All our projects are run in UTF-8, since the spring of 2005.
There is one exception, and it is not in-house: The Oslo web interface Glossa handles only 8-bit code tables. Our texts at glossa are coded in ISO-IR 197.
The North Saami parser is localised with UTF-8, as it should be. In our web interface there is a filter to let users feed in c1, d1, s1, etc, instead of the correct Saami letters. Output to the user is in UTF-8.
Lule Saami can adequately be represented in 8-bit format, by Latin 1 (Lule Saami files can use ñ for n-acute). In order to have only one localisation interface for the languages we work on, Lule Saami has been moved to UTF-8 as well.

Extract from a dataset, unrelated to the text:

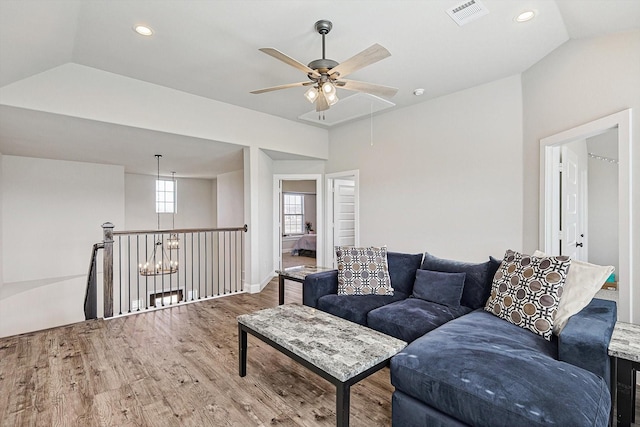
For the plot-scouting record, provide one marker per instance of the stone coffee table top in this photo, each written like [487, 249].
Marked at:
[341, 348]
[625, 341]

There is a script, spell-relax.regex, which makes it possible to use both ñ, ń and ŋ.
Also South Saami can be represented in 8-bit format, by Latin 1, but just as for Lule Saami, it is stored in UTF-8. The script spell-relax.regex is used for South Saami as well, but with a slightly different purpose: It is used to accept the wide-spread sloppy use of i for ï.
Inari, Skolt and Kildin Saami
Inari Saami, Skolt and Kildin Saami are repesented in Unicode.
Our other languages
All our other languages are in UTF-8 as well.
Note that for Iñupiaq, we do not use the wide-spread 8-bit Interactive IñupiaQ Dictionary encoding, as it has placed the Iñupiaq characters in the ASCII area. There is a converter on the Iñupiaq page.